There are two dominanant reverse mortgage lenders in Puerto Rico, which currently control 62.3% of the retail marketplace according to data from Reverse Market Insight.
Those lenders—Moneyhouse and Senior Mortgage Bankers—may have a stronghold on the market, but it doesn’t mean there isn’t plenty of opportunity for others, says David Levis, CEO of Moneyhouse.
Besides those two, an additional 22 companies comprise the remainder of the production, which has been handled primarily by wholesalers Urban Financial Group and Sun West to date. Levis is confident that his new wholesale team can do better, and he is starting by targeting the banks.
“There are five or six FDIC-insured banks that we think can offer the product and because of our relationships, we can make it happen,” he says. “With our track record in Puerto Rico, all of the major lenders know and trust us.”
Those relationships are one important reason why others who have launched wholesale channels in Puerto Rico have struggled in the past to get the banks there involved, he says.

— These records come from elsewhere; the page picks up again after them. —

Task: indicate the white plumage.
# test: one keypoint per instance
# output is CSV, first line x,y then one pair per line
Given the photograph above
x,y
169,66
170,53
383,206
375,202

Banks such as Banco Popular, which has $29 billion in assets and is one of the biggest lenders in Puerto Rico, have largely shied away from offering the product, deciding to refer the business out to someone like Moneyhouse instead of launching their own initiative in house. “Those banks are the companies we will get involved,” Levis says.
Earlier this year, the company hired Sandy Tennekoon to launch its U.S. division and build out its wholesale business in Puerto Rico. Formerly with Urban Financial Group, she was instrumental in building Urban’s Puerto Rico business prior to joining Moneyhouse in May.
“The banks and brokers know and trust [Sandy]. She will do a fantastic job,” said Levis.
Moneyhouse also brought on Gloria Betancourt, a former Urban Financial wholesale account executive who was based in Puerto Rico to help expand its wholesale business. As part of the operation, Urban formed an alliance with Moneyhouse to purchase closed loans and remains the largest buyer in Puerto Rico according to Jean Noble, Director of Marketing for Urban.
Despite all the opportunity, Levis realizes there are some challenges when trying to grow the number of brokers and banks in Puerto Rico.
Last year, Puerto Rico passed a law that imposed a duty of good faith on reverse mortgage lenders, and also requires that lenders provide borrowers information about counseling including a list of three agencies that provide the service.
The bill came after legislators saw aggressive advertising in the marketplace, which has been stopped. “The law has helped to stop the aggressive advertising, the players that were doing it are no longer in the business.”
As a result of the media attention due to the law’s passage, the public perception of reverse mortgages was hurt despite only a few companies participating in the misleading advertising, even though the law does little to change how the program is offered says Levis.
“For the most part, the law copies many of the rules that we all already need to comply with as a result of HUD guidelines,” he says.